La tatarisation était identifiée à l’islamisation des nomades. Si l’islam était accepté comme une religion tolérée dans l’Empire, le gouvernement russe ne l’admettait pas comme une force unifiant les croyants, la force constituant l’Etat, car, dans l’islam, le spirituel et le laïque, l’étatique et le privé n’ont pas de limites visibles, la politique compose avec la religion un tout unique. C’est pourquoi le gouvernement, dans les années 1890, prend certaines mesures qui limitent l’activité des mollahs, leur influence sur la population. Ainsi, il reconnaît comme fautif l’ordre des autorités locales de charger les mollahs de procéder à l’enregistrement des nouveau-nés, des mariés et des morts. En 1897, l’ordre du gouverneur général de la Région Steppique, Taube, fait transmettre les registres aux chefs des villages.

La lutte contre l’islam prenait la forme d’une tentative pour limiter la vigueur de la charia. En 1891, est produit un ordre du Conseil d’Etat, confirmé par l’empereur, sur la responsabilité des mollahs pour usurpation non-autorisée du pouvoir. Il s’agissait d’empêcher que les mollahs traitent des affaires familiales et nuptiales sur la base de la charia. Le gouvernement tsariste s’accommodait plus de voir traiter ces affaires sur la base des coutumes du peuple devant un tribunal populaire.

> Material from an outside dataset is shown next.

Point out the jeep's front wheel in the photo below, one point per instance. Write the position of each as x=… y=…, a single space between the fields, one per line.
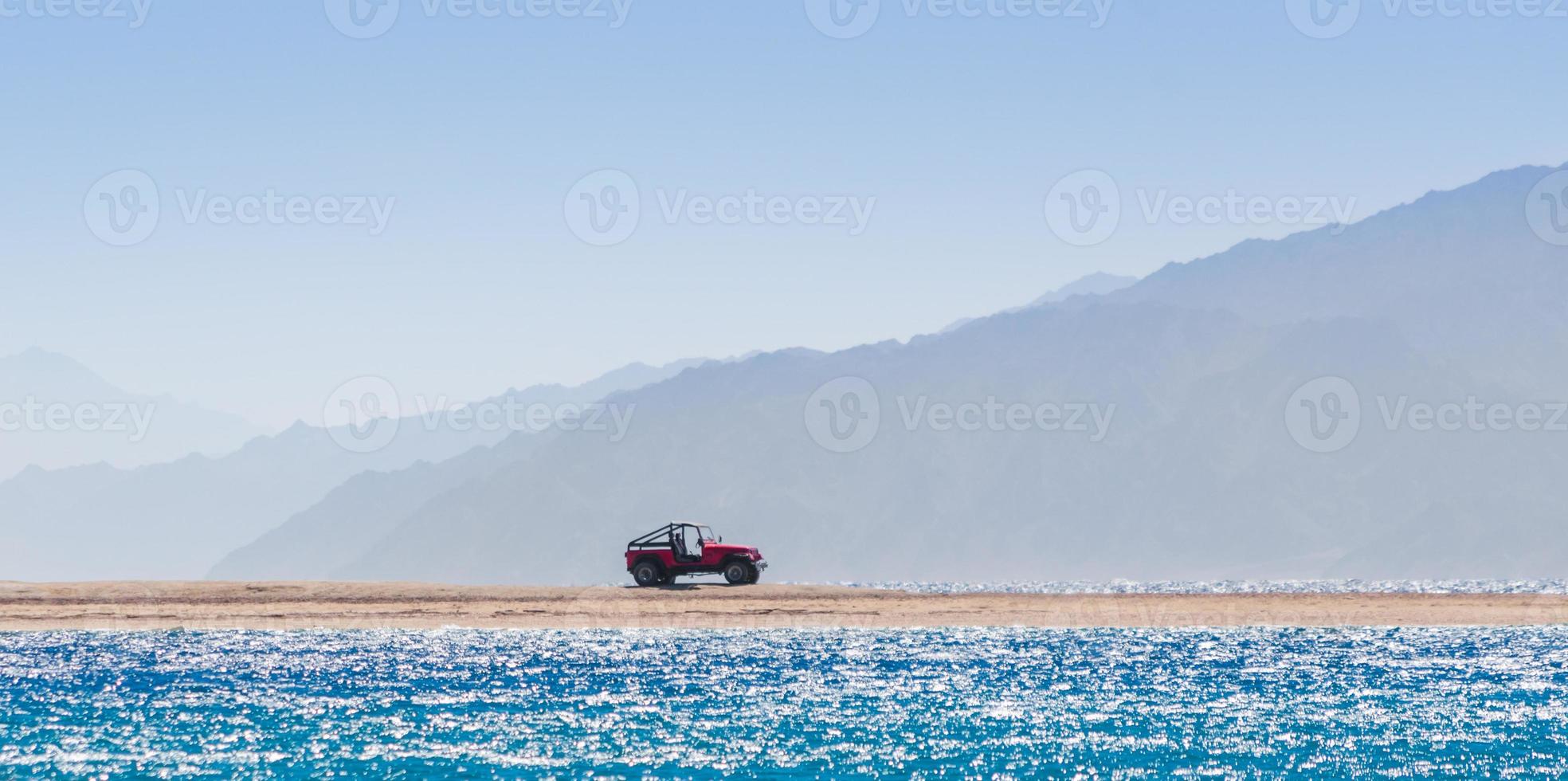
x=646 y=575
x=739 y=573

La tatarisation et l’islamisation, en fin de compte, conduisaient à l’unité de deux différents peuples : la première par l’assimilation et la deuxième par une religion. La politique « diviser pour régner » n’était pas étrangère pour la Russie. Le gouvernement russe a eu toujours peur d’une unification de la population musulmane de plusieurs millions d’individus dans l’Empire, et de son soutien par un environnement musulman hostile à la Russie, avant tout celui de la Turquie ottomane.